Alda Pereira lamentou ainda que a última reunião do SEP com o conselho de administração da ULS Algarve tenha sido em fevereiro. «É um vazio, um buraco que nos leva zero respostas».
«Nós queremos negociar. Queremos o melhor para o Algarve, para o SNS, para os trabalhadores e para as pessoas que vivem no Algarve e para as pessoas que nos visitam também», concluiu.
Rosa Franco: «é raro o serviço que não tem um auxiliar a fazer 16 horas» por diaRosa Franco, dirigente do Sindicato dos Trabalhadores da Função Pública, reforçou que, caso a greve se concretize, quase todas as áreas serão afetadas: internamentos, blocos operatórios e serviços de radiologia funcionarão com serviços mínimos, para responder apenas às urgências.
Apontou a falta de trabalhadores como um problema comum a todas as categorias: «neste momento temos alguns trabalhadores a desempenhar funções como técnicos auxiliares de saúde há um ano, a ULS ainda não os transitou para a nova carreira».
«As pessoas que vêm trabalhar para a ULS, ao fim do segundo e terceiro turno, despedem-se por causa daquilo que a enfermeira Alda [disse]: o stress, a ansiedade, o acumular de serviço. A quantidade de serviço é tanta, que os meus colegas auxiliares desistem.
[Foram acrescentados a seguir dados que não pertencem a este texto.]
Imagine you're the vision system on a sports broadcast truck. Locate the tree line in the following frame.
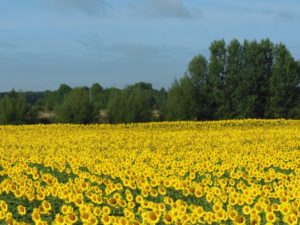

Neste momento, é raro o serviço que não tem um auxiliar a fazer 16 horas».
Franco criticou o uso abusivo do trabalho suplementar: «nós temos a ULS, os hospitais, o CMR Sul e as SUBs a trabalharem com os trabalhadores a ultrapassarem tudo o que são as horas obrigatórias de trabalho suplementar. E não é com trabalho suplementar que a gente vai resolver o problema, é com contratação efetiva de trabalhadores».
Referiu ainda que os salários baixos afastam candidatos: «estão com o salário mínimo e não é qualquer pessoa que vem para aqui trabalhar com o salário mínimo, a fazer manhãs, tardes, noites e a ser maltratado. E nas folgas são chamados para vir trabalhar».
Segundo Rosa Franco, cerca de uma centena de trabalhadores da extinta ARS Algarve que transitaram para outros organismos do Ministério da Saúde, estão desde há meses sem tarefas atribuídas.
«Estão sem funções. Isto não é mais que assédio moral aos trabalhadores, porque estão proibidos de desempenhar qualquer função que seja. Picam, registam assiduidade, mas não têm funções», no edifício sede, em Faro.
Apesar da escassez de pessoal nos serviços centrais da ULS, estes trabalhadores, que incluem técnicos superiores, assistentes técnicos e enfermeiros, estão inativos: «temos colegas que até dizem que trabalhavam nos vencimentos e na assiduidade na ARS, que podiam ajudar, mas estão completamente proibidos de fazer seja aquilo que for para a ULS».
«Estão num limbo porque o Ministério não tomou uma decisão. Foi um processo muito mal feito».
O processo de extinção da ARS deveria estar concluído até ao final de 2024, mas os prazos têm sido adiados. «A comissão liquidatária deu o prazo de fevereiro e, segundo Rosa Franco, «agora dizem que é em outubro».
«E até outubro temos estes trabalhadores, que já estão em desgaste psicológico, e alguns deles mesmo com vontade de se despedir porque realmente não são condições de trabalho para ninguém».